The Creative Process

Directions

Photo by Wojtek Piekutoszczak from FreeImages

I’m constantly fascinated by the creative process, at least in so far as it applies to my writing.

I constantly read articles about how to write stories or even novels. The secret, apparently is to plan everything out, usually based on some scheme or template. You have to develop your characters, maybe give them a backstory, a history. Then there must be a problem, an issue, or a difficulty, otherwise there is no story of course.

Only when all this structure is in place can the poor author actually write the story. Avoiding adverbs of course. This works for some people, and there are programs out there to help you if you write in this manner.

There is another way. Draw up a piece of paper or open a word-processing document and write. This is the way that I do it. Oh, I do get an idea in my head, and it does bounce around for a while, attracting characters, plot points, problems and so on, well before I touch a keyboard.
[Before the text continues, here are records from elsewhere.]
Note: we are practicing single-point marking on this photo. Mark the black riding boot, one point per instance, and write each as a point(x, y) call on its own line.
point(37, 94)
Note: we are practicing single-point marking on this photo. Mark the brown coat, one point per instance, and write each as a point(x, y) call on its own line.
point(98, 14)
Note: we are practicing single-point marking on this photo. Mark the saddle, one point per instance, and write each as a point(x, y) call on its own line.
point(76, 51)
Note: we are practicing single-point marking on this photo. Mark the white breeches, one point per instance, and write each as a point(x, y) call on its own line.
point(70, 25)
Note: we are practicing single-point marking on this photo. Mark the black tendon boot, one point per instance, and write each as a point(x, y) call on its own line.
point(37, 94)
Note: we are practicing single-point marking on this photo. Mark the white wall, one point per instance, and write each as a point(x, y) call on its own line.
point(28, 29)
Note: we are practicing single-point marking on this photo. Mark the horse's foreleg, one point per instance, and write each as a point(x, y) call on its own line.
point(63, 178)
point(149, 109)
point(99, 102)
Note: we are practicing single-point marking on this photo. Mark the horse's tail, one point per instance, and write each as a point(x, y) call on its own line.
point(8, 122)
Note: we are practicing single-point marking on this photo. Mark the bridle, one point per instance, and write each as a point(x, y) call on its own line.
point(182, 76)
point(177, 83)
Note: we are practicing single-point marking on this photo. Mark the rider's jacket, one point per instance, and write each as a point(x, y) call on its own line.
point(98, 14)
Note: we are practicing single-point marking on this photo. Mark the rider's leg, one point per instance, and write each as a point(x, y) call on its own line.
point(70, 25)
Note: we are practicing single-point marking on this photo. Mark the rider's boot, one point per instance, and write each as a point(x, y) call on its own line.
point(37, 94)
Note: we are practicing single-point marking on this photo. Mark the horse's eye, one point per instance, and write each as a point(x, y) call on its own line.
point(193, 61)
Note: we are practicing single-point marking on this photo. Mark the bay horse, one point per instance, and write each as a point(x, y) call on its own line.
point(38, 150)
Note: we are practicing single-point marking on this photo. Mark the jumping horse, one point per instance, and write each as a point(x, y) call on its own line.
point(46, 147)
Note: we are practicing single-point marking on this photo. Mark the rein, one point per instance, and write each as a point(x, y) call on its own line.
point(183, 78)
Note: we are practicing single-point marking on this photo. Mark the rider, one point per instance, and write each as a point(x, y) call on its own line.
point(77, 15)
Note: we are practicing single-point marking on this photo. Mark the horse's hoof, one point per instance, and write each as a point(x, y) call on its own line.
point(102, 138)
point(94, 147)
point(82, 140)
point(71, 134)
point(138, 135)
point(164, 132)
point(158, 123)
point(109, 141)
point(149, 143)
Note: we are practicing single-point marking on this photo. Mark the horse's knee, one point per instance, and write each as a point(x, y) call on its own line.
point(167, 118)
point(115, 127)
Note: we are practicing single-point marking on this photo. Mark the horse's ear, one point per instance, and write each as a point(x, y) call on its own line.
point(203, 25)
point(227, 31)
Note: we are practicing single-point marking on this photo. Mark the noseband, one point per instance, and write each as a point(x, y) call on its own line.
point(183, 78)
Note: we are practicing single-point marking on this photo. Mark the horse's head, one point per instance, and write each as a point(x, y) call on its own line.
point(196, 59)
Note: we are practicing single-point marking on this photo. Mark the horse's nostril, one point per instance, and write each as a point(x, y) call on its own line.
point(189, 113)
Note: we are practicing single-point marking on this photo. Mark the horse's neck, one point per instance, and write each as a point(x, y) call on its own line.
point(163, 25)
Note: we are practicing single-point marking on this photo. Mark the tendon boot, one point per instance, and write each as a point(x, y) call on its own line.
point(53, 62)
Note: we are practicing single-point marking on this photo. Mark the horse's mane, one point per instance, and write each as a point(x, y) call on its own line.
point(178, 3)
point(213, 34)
Take the piece that I am writing at the moment. (No, not this post, Johnson!) I’ve already written two stories about a group of people, and I wanted to close out a trilogy. I don’t know why. It just seemed right.

So, there’s a group of characters. They’ve jelled as a group, and are comfortable with each other. I’m comfortable with them, but I can’t just write about their normal lives. No dramatic tension.

So, I just write. I assemble them (it’s the beginning of term), and I have an idea. They’re college age, so boyfriends and girlfriends! They have classmates, and they don’t like one of them, and that character becomes their antagonist. The story is starting to take off.

All the while I am thinking about them when I’m not writing. What if they do this? What if they do that? I guess in a sense that I’m writing the story even when I’m not actually writing the story. I’m considering what they will get up to while I’m wandering the aisles of the supermarket.

Gradually I get an inkling of the main thrust of the story. Obviously, I have my team, I have their antagonist, and maybe their antagonist has a team too. The differences between the two groups escalate, and need to be resolved.

In addition, key scenes occur to me. They may not yet be linked into the story, and not all of them will be in the story in the end, but if I decide that they do belong in the story, the narrative must lead naturally to them.

As regards my current story, I do not have a resolution to the conflict, and only a vague idea of a conclusion, yet, but they will come, inevitably, as I continue to write the story.

The planning approach. It’s not for me, but it may work for you. I’ve tried it and I got nowhere. It may help some people to get their thoughts in order, to steadily work through the plot from introduction to conclusion, but that changes it, for me, from being enjoyable to being, well, tedious. Work, in the negative sense.

But… I can’t emphasise this enough, planning everything out works well for some people. So try it.

But even if you think that you would do best with a well honed plan, I believe that you should try to write a story without a plan. It may be that the method that works for you lies somewhere between the two extremes, and only by experimenting will you work out the way that suits you best.

Rule one of writing is that there are no rules.